When asked about the extent to which ANeSU would see financial savings from unification, consultant Andrew Pond said that it would see benefits but not dramatic ones.
“There wasn’t a tremendous amount of financial savings,” said Pond, referring to the analysis that had been done thus far on unification’s financial benefits to ANeSU. “There were things like audit costs and reduced bookkeeping costs. While there will be some money saved, the thought is that a unified district will be able to operate more efficiently. The  true goals are to be able to let the school boards and the superintendent focus on education and not so much on having meetings.”
But many at the forum questioned whether there wasn’t an alternate way to achieve the Act 46 goal of simplified governance and whether the simplified unified union structure would actually benefit students.
Dan and Sally Ober of Lincoln both gave the example of Lincoln’s recent passage of a bond to renovate its school facility and wondered how such projects would be accomplished in a unified district.

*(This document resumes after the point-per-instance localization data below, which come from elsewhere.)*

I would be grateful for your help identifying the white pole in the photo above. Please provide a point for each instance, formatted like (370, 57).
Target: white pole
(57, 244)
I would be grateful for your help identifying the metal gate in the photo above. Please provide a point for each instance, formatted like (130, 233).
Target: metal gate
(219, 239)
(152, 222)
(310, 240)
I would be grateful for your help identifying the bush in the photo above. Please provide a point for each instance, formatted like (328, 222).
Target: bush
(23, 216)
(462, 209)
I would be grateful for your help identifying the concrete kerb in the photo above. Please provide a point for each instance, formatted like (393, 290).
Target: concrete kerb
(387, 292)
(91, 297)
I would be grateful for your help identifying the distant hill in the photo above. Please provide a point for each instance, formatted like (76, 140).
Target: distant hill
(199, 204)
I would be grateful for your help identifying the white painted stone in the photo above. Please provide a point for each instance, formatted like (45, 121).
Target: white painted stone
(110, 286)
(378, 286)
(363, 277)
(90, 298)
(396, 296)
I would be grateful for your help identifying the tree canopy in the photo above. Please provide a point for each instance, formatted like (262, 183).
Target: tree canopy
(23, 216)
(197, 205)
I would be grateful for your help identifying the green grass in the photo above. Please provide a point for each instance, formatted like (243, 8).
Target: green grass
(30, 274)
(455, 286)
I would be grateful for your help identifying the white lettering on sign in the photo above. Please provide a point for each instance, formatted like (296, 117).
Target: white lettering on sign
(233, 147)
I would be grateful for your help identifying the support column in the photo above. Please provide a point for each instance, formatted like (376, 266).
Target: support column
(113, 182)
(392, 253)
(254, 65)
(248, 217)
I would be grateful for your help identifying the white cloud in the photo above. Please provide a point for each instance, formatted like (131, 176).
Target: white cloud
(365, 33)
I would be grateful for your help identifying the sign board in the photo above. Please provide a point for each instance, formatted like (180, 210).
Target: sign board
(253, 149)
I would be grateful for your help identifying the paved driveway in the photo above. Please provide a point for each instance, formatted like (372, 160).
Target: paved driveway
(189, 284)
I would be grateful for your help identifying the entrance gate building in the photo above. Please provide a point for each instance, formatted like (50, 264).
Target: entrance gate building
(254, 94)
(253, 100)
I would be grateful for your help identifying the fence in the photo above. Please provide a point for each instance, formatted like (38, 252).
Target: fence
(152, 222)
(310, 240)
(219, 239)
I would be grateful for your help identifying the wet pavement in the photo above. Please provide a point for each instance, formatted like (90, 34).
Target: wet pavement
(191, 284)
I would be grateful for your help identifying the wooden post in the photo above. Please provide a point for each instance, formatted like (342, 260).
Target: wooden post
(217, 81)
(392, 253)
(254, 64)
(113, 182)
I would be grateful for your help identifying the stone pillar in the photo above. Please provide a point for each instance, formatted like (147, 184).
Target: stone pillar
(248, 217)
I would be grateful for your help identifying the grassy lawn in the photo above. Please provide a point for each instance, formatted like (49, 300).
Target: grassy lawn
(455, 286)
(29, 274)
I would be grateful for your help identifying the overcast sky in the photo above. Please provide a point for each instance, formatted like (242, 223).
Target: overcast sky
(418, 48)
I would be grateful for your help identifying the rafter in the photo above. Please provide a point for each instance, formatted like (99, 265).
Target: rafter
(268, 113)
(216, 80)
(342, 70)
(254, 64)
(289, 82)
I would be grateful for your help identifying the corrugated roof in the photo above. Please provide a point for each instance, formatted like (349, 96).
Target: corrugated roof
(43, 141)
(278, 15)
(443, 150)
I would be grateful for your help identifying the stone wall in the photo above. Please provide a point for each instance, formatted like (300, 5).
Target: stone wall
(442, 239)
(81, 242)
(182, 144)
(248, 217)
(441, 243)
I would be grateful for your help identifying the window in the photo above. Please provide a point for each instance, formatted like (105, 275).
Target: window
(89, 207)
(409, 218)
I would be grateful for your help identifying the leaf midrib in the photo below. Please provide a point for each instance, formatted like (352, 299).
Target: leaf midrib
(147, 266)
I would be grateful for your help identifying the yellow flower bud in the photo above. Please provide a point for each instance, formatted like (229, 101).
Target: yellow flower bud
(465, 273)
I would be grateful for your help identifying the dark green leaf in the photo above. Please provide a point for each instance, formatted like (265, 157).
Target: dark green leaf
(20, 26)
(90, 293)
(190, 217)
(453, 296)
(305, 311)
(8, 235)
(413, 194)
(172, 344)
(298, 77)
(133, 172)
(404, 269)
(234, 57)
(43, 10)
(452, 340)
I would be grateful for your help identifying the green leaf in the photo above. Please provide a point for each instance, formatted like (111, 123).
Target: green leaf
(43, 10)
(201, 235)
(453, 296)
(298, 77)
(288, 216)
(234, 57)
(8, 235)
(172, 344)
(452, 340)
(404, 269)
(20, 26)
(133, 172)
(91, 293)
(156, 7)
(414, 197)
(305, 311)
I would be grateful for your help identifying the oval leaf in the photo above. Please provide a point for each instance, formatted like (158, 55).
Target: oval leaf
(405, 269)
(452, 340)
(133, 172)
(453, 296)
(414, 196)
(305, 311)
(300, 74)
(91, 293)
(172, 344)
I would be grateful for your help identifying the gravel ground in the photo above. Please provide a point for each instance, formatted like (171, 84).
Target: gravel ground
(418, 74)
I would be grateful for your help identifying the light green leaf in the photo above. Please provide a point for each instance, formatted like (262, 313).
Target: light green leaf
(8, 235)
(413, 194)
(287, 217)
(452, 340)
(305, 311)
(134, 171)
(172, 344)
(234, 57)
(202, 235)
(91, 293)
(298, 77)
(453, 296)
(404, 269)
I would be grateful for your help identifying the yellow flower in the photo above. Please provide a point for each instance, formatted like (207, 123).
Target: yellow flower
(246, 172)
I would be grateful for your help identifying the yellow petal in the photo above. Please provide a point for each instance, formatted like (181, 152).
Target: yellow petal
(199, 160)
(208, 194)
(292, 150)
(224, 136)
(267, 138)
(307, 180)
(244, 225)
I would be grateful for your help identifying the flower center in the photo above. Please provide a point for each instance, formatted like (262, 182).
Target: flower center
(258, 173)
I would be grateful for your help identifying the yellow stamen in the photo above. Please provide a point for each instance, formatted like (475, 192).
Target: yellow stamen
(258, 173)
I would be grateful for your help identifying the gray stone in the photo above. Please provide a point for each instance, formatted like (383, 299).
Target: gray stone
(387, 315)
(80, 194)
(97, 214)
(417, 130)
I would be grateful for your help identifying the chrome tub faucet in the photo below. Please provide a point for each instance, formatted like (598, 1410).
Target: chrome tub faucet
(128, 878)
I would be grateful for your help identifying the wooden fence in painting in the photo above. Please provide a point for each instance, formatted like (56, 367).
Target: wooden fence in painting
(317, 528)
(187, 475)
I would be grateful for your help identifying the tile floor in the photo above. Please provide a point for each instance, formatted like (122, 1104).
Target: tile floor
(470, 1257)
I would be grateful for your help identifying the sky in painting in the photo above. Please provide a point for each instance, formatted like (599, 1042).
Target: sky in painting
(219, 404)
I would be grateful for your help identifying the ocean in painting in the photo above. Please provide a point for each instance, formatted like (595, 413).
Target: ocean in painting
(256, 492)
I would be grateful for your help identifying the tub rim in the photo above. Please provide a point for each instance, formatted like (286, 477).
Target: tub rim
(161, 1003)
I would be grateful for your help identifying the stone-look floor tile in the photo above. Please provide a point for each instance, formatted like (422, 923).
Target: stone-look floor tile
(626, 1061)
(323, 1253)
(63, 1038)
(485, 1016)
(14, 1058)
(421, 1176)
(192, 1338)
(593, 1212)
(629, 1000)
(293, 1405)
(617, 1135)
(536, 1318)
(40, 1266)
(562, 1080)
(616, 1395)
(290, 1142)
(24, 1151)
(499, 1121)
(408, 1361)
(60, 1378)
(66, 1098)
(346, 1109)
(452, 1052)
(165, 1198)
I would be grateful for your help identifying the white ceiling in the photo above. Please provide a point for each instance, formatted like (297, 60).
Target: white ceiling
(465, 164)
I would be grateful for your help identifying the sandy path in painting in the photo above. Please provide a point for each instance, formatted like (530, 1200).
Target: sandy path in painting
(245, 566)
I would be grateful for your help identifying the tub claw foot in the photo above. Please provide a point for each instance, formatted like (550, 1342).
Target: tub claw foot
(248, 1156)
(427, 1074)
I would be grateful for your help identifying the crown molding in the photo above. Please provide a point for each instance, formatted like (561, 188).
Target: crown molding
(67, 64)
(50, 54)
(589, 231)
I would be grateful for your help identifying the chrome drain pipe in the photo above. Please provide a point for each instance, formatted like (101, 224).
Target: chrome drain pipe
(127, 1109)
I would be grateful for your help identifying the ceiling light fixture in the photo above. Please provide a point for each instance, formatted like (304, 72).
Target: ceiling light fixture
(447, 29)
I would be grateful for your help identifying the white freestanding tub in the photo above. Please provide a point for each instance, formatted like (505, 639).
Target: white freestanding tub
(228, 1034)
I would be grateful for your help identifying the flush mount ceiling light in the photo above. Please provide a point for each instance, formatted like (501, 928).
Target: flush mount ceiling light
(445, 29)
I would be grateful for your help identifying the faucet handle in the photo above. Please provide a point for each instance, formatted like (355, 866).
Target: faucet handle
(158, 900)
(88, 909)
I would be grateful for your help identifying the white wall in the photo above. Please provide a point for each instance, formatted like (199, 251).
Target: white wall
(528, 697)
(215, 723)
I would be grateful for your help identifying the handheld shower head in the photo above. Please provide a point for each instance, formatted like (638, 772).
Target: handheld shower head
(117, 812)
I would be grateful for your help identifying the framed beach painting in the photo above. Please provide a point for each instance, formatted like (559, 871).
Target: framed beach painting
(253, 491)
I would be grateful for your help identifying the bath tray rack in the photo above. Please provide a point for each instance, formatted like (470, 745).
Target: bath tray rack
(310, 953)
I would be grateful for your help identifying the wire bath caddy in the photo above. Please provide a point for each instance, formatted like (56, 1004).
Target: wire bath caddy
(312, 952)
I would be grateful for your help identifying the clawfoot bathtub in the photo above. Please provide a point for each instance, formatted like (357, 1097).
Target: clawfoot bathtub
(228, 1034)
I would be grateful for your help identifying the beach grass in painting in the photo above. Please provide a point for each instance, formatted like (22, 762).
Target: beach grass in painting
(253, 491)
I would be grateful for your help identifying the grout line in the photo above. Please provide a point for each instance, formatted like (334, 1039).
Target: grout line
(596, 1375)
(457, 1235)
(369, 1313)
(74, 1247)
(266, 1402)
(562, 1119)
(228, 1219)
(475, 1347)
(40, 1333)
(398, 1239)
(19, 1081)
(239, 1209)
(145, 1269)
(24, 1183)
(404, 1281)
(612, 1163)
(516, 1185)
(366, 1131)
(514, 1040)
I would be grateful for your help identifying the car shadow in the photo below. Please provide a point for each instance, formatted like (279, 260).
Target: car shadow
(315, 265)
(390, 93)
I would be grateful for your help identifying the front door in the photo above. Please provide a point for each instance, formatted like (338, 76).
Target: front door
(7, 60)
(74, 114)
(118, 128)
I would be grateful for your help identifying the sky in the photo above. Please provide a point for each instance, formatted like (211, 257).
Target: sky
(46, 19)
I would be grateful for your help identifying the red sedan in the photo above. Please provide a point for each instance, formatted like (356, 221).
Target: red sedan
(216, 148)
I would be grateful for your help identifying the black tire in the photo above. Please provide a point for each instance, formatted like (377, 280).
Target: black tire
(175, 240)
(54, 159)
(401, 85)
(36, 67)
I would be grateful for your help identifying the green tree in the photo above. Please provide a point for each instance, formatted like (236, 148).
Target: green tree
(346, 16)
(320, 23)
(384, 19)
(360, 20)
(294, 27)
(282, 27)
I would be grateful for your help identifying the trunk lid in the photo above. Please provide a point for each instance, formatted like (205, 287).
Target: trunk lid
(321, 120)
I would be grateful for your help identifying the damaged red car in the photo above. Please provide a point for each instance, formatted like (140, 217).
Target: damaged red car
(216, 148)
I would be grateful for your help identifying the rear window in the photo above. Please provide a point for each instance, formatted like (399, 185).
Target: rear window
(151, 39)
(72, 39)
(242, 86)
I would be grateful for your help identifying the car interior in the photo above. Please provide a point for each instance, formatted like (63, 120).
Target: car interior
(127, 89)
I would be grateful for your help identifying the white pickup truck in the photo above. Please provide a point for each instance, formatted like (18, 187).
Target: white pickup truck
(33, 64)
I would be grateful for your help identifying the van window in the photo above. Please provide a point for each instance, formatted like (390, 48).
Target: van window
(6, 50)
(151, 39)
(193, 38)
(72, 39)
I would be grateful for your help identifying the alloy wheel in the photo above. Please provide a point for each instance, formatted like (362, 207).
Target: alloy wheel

“I don’t understand why townspeople would ever vote for this, to give up control to an 18-member board where we’d have very little representation, where we don’t get to talk about things at town meeting,” Dan Ober said. “We did this $6 million addition to our school and we had to work hard at it as townspeople. It got voted on twice. We got together and through political talk and the process, we came up with a good plan for our school. I don’t see how that would have gotten done with two members  sitting on an 18-member board.”
Sally Ober used a recent example familiar to all ANeSU community members to illustrate her concern.
“How does, let’s say, Monkton sell a major renovation to their school to all the voters in the district when we couldn’t even sell the Mount Abe one to all the voters in the SU?” she asked.
SENSE OF COMMUNITY
Continuing in the same vein, Rebecca Elder of Starksboro questioned whether the streamlining of governance would erode a vital sense of community.
“I was hoping to come tonight and be convinced that a unified union was the way to go because I have had serious doubts all the way along and I’m trying to keep an open mind,” she said. “I believe that the very fact that we’re having a discussion that says ‘Well, we don’t have a choice so therefore’ means that our Legislature has handed us something that is unacceptable. Act 46 has failed this state, and we’re going to see the ramifications of that for many, many years to come.”
Rebecca Elder said she liked having a local school board.
“I like having places where we sit in my local school and have discussion with the community,” she said. “It spans from minutiae all the way up to the bigger picture. And to think of sitting in the large room the way the ANeSU board meetings occur, the intimacy is gone. You’ve got a huge group. So ‘should we use a microphone?’, ‘shall we have more presentations?’ so that we can look at a screen instead of looking at each other and talking about what’s going on? That to me is what we lose.”
Starksboro School Board Chair Louis duPont admitted that the number of meetings school board members have had to attend has become “untenable,” but he also wondered what would be lost for those towns like Lincoln and Starksboro that still vote on school budgets from the floor of town meeting.
“To me the thing that I really hate to give up and it seems quaint and there’s only Lincoln and Starksboro, so it’s like ‘Wow! Are we a Norman Rockwell relic? Is that really such a passé thing?’ Well to me it certainly isn’t. It’s a powerful, just a fantastic expression of democracy, local democracy. And to me that has value.
“And I really hate to see that go away. And I keep thinking there has to be some magic way to retain that local control and make some of these governance changes that undeniably make sense.”